Louisvillian on February 24, 2012 at 9:41 AM

Paul is like libertarians. They decry conservatives as ineffective. The irony is that both Paul and libertarians themselves are utterly ineffective at achieving their professed aims.

shinty on February 24, 2012 at 9:12 AM

I think this is a straw man. Libertarians don’t decry conservatives as ineffective; they decry them as hypocrites.

Dante on February 24, 2012 at 9:47 AM

Louisvillian on February 24, 2012 at 9:41 AM

Dante on February 24, 2012 at 9:47 AM

If you believe (I don’t) that Paul is too ideologically pure to be effective in congress, then how do you explain his lashing out at Romney’s more conservative competition?

Why does he always dump on the more conservative when the battle matters? He’s been doing this for decades.

I think he’s simply a contrarian who finds he gets the most press by being a republican who trashes republicans.

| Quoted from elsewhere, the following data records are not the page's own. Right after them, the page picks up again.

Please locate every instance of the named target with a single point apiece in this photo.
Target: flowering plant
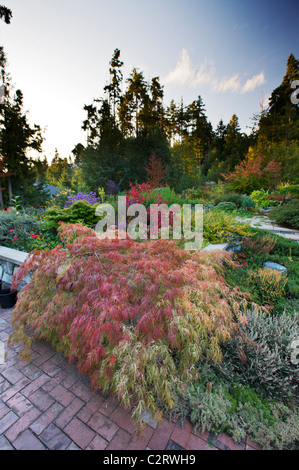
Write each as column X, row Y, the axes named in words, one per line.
column 91, row 198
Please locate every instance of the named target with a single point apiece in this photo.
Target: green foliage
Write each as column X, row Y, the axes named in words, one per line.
column 24, row 232
column 78, row 212
column 235, row 198
column 62, row 196
column 247, row 203
column 128, row 312
column 262, row 358
column 268, row 285
column 226, row 206
column 219, row 226
column 286, row 214
column 239, row 411
column 262, row 199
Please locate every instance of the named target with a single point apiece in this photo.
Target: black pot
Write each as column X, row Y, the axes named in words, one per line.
column 8, row 298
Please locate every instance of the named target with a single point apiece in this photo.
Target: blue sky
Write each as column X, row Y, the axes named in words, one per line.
column 231, row 52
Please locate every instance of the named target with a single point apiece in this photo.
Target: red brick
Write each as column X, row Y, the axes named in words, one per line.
column 7, row 421
column 22, row 424
column 41, row 399
column 79, row 433
column 4, row 444
column 86, row 413
column 69, row 412
column 120, row 441
column 123, row 419
column 3, row 409
column 140, row 441
column 98, row 443
column 39, row 425
column 27, row 441
column 63, row 396
column 19, row 404
column 161, row 435
column 181, row 435
column 51, row 384
column 12, row 375
column 50, row 368
column 11, row 391
column 103, row 426
column 82, row 391
column 33, row 386
column 66, row 379
column 196, row 443
column 54, row 438
column 5, row 385
column 31, row 371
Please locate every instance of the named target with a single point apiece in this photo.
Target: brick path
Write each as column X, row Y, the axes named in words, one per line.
column 47, row 404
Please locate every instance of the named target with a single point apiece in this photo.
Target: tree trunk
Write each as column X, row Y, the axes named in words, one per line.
column 1, row 200
column 9, row 189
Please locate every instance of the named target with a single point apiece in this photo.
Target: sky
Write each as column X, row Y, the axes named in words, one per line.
column 232, row 53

shinty on February 24, 2012 at 10:06 AM

If you believe (I don’t) that Paul is too ideologically pure to be effective in congress, then how do you explain his lashing out at Romney’s more conservative competition?

shinty on February 24, 2012 at 10:06 AM

How do you explain why a candidate goes after another?? Are you serious???

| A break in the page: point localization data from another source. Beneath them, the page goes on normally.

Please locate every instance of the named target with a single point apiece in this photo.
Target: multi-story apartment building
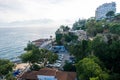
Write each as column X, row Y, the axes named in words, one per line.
column 102, row 10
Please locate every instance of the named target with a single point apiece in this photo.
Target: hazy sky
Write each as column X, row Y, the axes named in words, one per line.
column 47, row 12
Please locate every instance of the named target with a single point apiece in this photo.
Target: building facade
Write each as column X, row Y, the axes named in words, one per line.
column 102, row 10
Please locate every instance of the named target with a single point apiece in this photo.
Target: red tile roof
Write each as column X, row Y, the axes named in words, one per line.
column 60, row 75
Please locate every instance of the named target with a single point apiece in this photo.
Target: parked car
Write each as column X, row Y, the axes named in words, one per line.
column 58, row 61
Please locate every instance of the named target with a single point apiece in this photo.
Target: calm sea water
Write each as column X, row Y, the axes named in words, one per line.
column 14, row 40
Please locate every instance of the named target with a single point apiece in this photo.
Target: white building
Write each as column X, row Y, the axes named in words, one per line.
column 102, row 10
column 82, row 35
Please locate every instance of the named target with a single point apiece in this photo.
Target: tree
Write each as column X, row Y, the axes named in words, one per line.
column 69, row 67
column 10, row 76
column 30, row 46
column 79, row 25
column 37, row 55
column 110, row 14
column 5, row 67
column 88, row 69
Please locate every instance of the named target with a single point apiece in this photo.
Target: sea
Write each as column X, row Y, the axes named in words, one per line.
column 14, row 40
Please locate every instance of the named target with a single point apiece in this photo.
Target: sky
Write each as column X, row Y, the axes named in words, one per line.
column 47, row 13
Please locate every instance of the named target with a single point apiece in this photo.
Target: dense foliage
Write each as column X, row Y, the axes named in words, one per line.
column 37, row 55
column 5, row 67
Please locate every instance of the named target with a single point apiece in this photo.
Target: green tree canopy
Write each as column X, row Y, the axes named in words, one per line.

Dante on February 24, 2012 at 10:40 AM

That’s one thing that makes me wary of Paul… He’s all talk, no achievement. He’s been ineffective in congress for decades.

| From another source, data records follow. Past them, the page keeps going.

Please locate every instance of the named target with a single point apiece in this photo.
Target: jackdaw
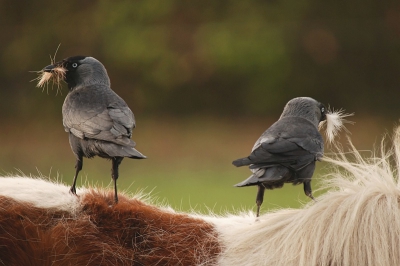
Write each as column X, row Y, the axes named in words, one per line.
column 287, row 151
column 98, row 121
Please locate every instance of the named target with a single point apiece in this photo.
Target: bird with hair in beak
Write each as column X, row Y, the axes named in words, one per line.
column 99, row 122
column 287, row 151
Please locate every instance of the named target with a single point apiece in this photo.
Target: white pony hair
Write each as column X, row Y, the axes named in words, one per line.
column 357, row 222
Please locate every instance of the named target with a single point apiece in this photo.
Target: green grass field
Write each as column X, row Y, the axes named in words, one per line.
column 188, row 166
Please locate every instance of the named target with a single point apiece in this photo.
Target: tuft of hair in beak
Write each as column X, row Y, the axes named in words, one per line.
column 57, row 74
column 335, row 120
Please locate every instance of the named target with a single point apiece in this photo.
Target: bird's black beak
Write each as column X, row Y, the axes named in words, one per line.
column 49, row 68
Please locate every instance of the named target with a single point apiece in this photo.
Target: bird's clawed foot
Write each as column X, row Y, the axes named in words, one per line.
column 72, row 190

shinty on February 24, 2012 at 9:12 AM

See, I would be wary of anyone who spent two decades in Congress playing footsie with all the other big spenders. Achievement in Congress is usually a sign you are spending too much damn money.

Like Senator ClosetCase.

JohnGalt23 on February 24, 2012 at 10:42 AM

Why does he always dump on the more conservative when the battle matters? He’s been doing this for decades.

I think he’s simply a contrarian who finds he gets the most press by being a republican who trashes republicans.

shinty on February 24, 2012 at 10:06 AM

To say he hasn’t attacked Romney isn’t true though. Looking back on the 6 most recent ads put out by Ron Paul, Santorum is referenced attacked in three of them, Gingrich in three of them and Romney in three of them. When it comes to the debates the structure aids in the slant towards Ron Paul attacking Santorum in that Santorum regularly attacks Ron Paul and so Paul is given the time to respond. Romney gains nothing from attacking Paul so he focuses on whoever is polling second at the time.
There’s also some strategy involved. Both Gingrich and Santorum came out of nowhere. Both were polling consistently sub 5% prior to Iowa so one can conclude that they went into the primary season with a very small base of support. Romney on the other hand has polled consistently in the 20% and up range and so his base obviously is stronger and more dedicated. It would seem that the voters most likely to switch their allegiances would be those supporting Gingrich and Santorum and so revealing the hypocrisy of these candidates is a more ample use of Paul’s time and resources. Having said that I do think Paul should start attacking Romney more. It’s obvious that it’s being used by the media as a way to try and delegitimize his campaign by making him look like a Romney surrogate. His campaign’s next ad should hit Romney and hard to quell these fairly baseless rumors. I will say this, to think that Gingrich or Santorum are that much more noticeably conservative than Romney is a bit of a stretch. The only thing Santorum really has on Romney are strengths in social conservatism, but his fiscal positions do so much to destroy the visage of Santorum being a conservative that he becomes an easy target for someone who is decrying the hypocrisy of Washington. Santorum is practically the poster child for Ron Paul’s claims for why Washington is broken.

Louisvillian on February 24, 2012 at 10:43 AM

Wow. This seems to be a very popular story for the HotAir folk.

cavalier973 on February 24, 2012 at 11:13 AM

Dr Paul is not ideologically pure, who knew? Sellout, must suck to be a Paul supporter.